Change Healthcare has confirmed a February ransomware assault on its techniques, which introduced widespread disruption to the U.S. healthcare system for weeks, resulted within the theft of medical information affecting a “substantial proportion of individuals in America.”
In a press release Thursday, Change Healthcare stated it has begun the method of notifying affected people whose info was stolen through the cyberattack.
The well being tech large, owned by U.S. insurance coverage conglomerate UnitedHealth Group, processes affected person insurance coverage and billing for 1000’s of hospitals, pharmacies and medical practices throughout the U.S. healthcare sector. As such, the corporate has entry to huge quantities of well being info on a few third of all People.
The cyberattack prompted the corporate to close down its techniques, leading to outages and delays to 1000’s of healthcare suppliers who depend on Change, and affecting numerous sufferers who couldn’t receive prescriptions or had medical care or procedures delayed.
Change stated in its newest assertion that it “can not affirm precisely” what information was stolen about every particular person, and that the knowledge could differ from individual to individual.
The affected info contains private info, resembling names and addresses, dates of start, cellphone numbers and e-mail addresses, in addition to authorities identification paperwork, resembling Social Safety numbers, driver’s licenses and passport numbers.
The information additionally contains medical information and well being info, resembling diagnoses, medicines, take a look at outcomes, medicines, imaging, and care and remedy plans, stated Change. The hackers stole medical insurance info, together with plan and coverage particulars, in addition to billing, claims and cost info, which Change stated contains monetary and banking info.
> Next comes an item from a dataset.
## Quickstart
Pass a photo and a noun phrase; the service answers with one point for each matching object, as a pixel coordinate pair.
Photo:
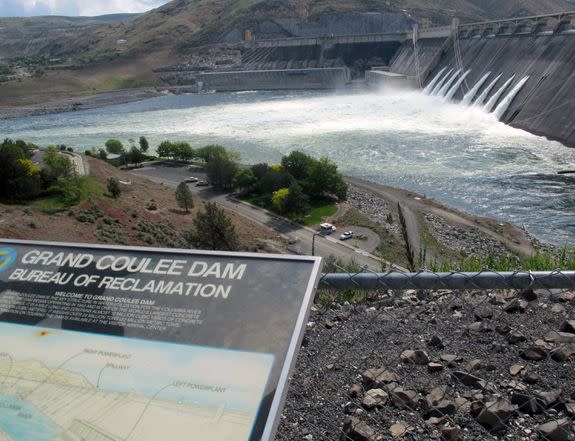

Change stated it was nonetheless within the “late levels” of its evaluate of the stolen information to find out what was taken and that extra affected people could also be recognized. A number of the stolen info could relate to guarantors who paid healthcare payments for another person, the corporate stated.
The corporate added that affected people ought to obtain discover by mail starting late July.
The ransomware assault on Change Healthcare stands as one of many largest-ever identified digital thefts of U.S. medical information. Whereas the complete affect of this data breach stays unclear, the ramifications for the hundreds of thousands of People whose personal medical info was irretrievably compromised are seemingly incalculable.
Change stated it secured a duplicate of the stolen dataset in March to evaluate for figuring out and notifying affected people, which information.killnetswitch beforehand reported was obtained in change for paying a ransom demand.
UnitedHealth confirmed it paid at the least one ransom demand to the cybercriminal group behind the ransomware assault, referred to as ALPHV, in an effort to forestall the publication of the stolen recordsdata. One other hacking group known as RansomHub demanded a further cost from UnitedHealth after claiming ALPHV made off with the primary ransom cost however left the stolen information with one in every of its associates — basically a contractor — who broke in and deployed the ransomware on Change’s techniques.
RansomHub subsequently printed a number of recordsdata on its darkish internet leak website and threatened to promote the information to the very best bidder if one other ransom wasn’t paid.
Based on UnitedHealth chief government Andrew Witty, the hackers broke into Change Healthcare’s community utilizing a set of stolen credentials to an inner system that was not protected with multi-factor authentication, a security characteristic that makes it harder for malicious hackers to misuse stolen passwords.
The ransomware assault value UnitedHealth round $870 million within the first three months of the 12 months, throughout which the corporate made $100 billion in income, in response to the corporate’s earnings report. UnitedHealth is anticipated to report its most up-to-date earnings in mid-July.